Every other implementation of that trait for ! would be equivalent to this: it is impossible to enter the body of the function because it is impossible to instantiate self, so the compiler might as well not generate any code for the function regardless of what is in the body.

3 Likes

Actually, by the current draft opsem, &! is considered inhabited and the compiler mustn't DCE anything until it's dereferenced. For most practical purposes you're correct though.

1 Like

While being able to manually implement the code might be good, and not automatically opting into !-safe traits might be good, it still seems like an autogen option would be good.

Compare dyn-safe traits. Are we even allowed to have anything but 'use v-table' as the implementation for T for dyn T? That is definitely automatically opted into, and I don't think there is an option to manually implement alternate code either?

I'm feeling really dumb: why is Default for ! bad? Is it that generic code can't propagate the fact that the default() call must be unreachable?

Assuming the existence of any function fn foo(_: !, ...) is fine because we can never get to calling such a function, we first need to get a value of !. It's therefore fine to automatically implement traits that define such functions.

But functions and traits with ! as a type parameter can have reachable code, thus implementing Default for ! implies that we can call this code and it does something:

<! as Default>::default();

But what does it do?

Worse, <!>::deafult() specifically must produce an instance of !, which doesn't exist.

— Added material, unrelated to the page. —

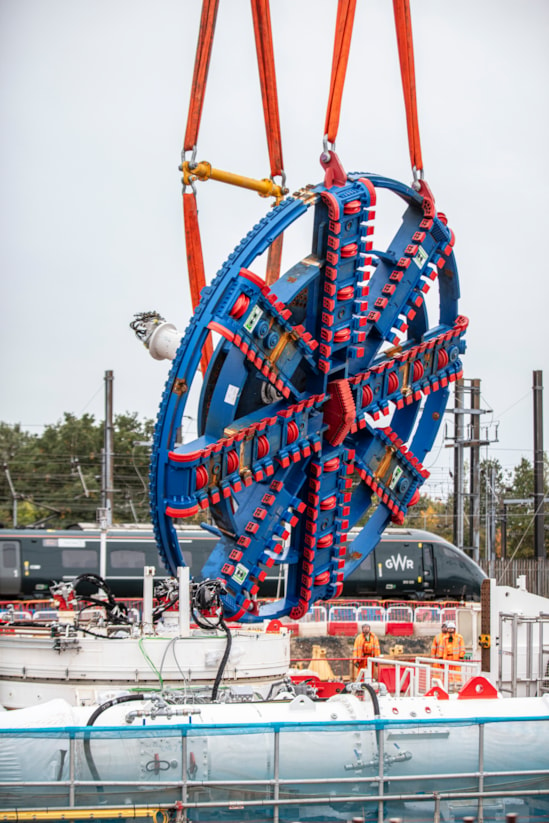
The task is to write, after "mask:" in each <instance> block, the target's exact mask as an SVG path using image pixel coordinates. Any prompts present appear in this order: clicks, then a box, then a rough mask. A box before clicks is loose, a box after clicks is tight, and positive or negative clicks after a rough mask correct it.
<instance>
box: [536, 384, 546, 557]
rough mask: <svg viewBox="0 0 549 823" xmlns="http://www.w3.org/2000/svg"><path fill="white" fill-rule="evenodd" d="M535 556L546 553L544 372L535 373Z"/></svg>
mask: <svg viewBox="0 0 549 823" xmlns="http://www.w3.org/2000/svg"><path fill="white" fill-rule="evenodd" d="M533 391H534V554H535V556H536V558H537V559H538V560H543V559H545V558H546V557H547V552H546V551H545V512H544V505H545V503H544V500H545V488H544V486H545V484H544V476H543V474H544V472H543V469H544V465H543V462H544V461H543V372H541V371H535V372H534V385H533Z"/></svg>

For some trait Foo { fn foo(); } one can at least imagine a sensible if unlikely impl for !, while an impl of Default would be UB.

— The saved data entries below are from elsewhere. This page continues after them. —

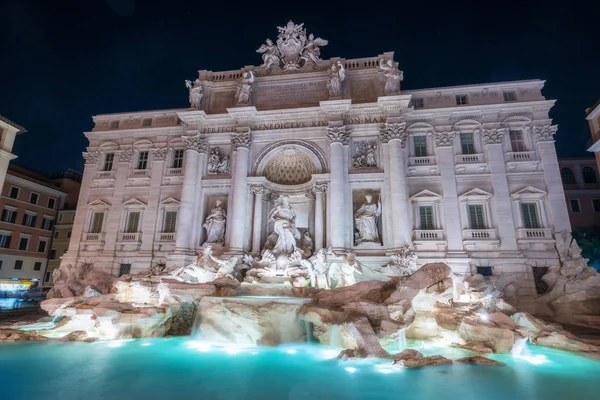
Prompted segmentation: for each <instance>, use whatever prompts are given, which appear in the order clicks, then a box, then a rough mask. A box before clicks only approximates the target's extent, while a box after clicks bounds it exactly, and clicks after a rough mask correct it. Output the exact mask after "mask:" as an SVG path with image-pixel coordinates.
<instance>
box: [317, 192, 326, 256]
mask: <svg viewBox="0 0 600 400" xmlns="http://www.w3.org/2000/svg"><path fill="white" fill-rule="evenodd" d="M326 191H327V184H326V183H320V184H316V185H315V252H316V251H319V250H321V249H322V248H323V238H324V235H323V233H324V232H325V216H324V215H323V195H324V194H325V192H326Z"/></svg>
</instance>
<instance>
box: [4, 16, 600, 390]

Right, but that seems to be a really general issue: if you can resolve Fn::Output to !, for example. I assume it's not specific to Default, but I'm struggling to understand why it's not already an issue, I guess?

(One approach for an auto ! trait impl would just be to panic on every call, I guess? Pretty lame, but an answer.)

Which draft? Miri and MiniRust both consider that type to be uninhabited, and the Reference also says such a type has no valid values.


But IMO the discussion of trait impls here is largely a distraction from the original question of todo! vs unused variables. FWIW I agree with the OP that these warnings should be silenced. In the current situation, warnings are largely noise while there are still todo! in the code. Useful warnings are drowned in the noise. I just ignore warnings entirely during development, which can lead to me missing lints that I actually should heed (like forgetting a ? that triggers a #[must_use] warning, or useful Clippy lints).

3 Likes

Must've been mixing up things, I suppose… I know with partially inhabited types it's more interesting.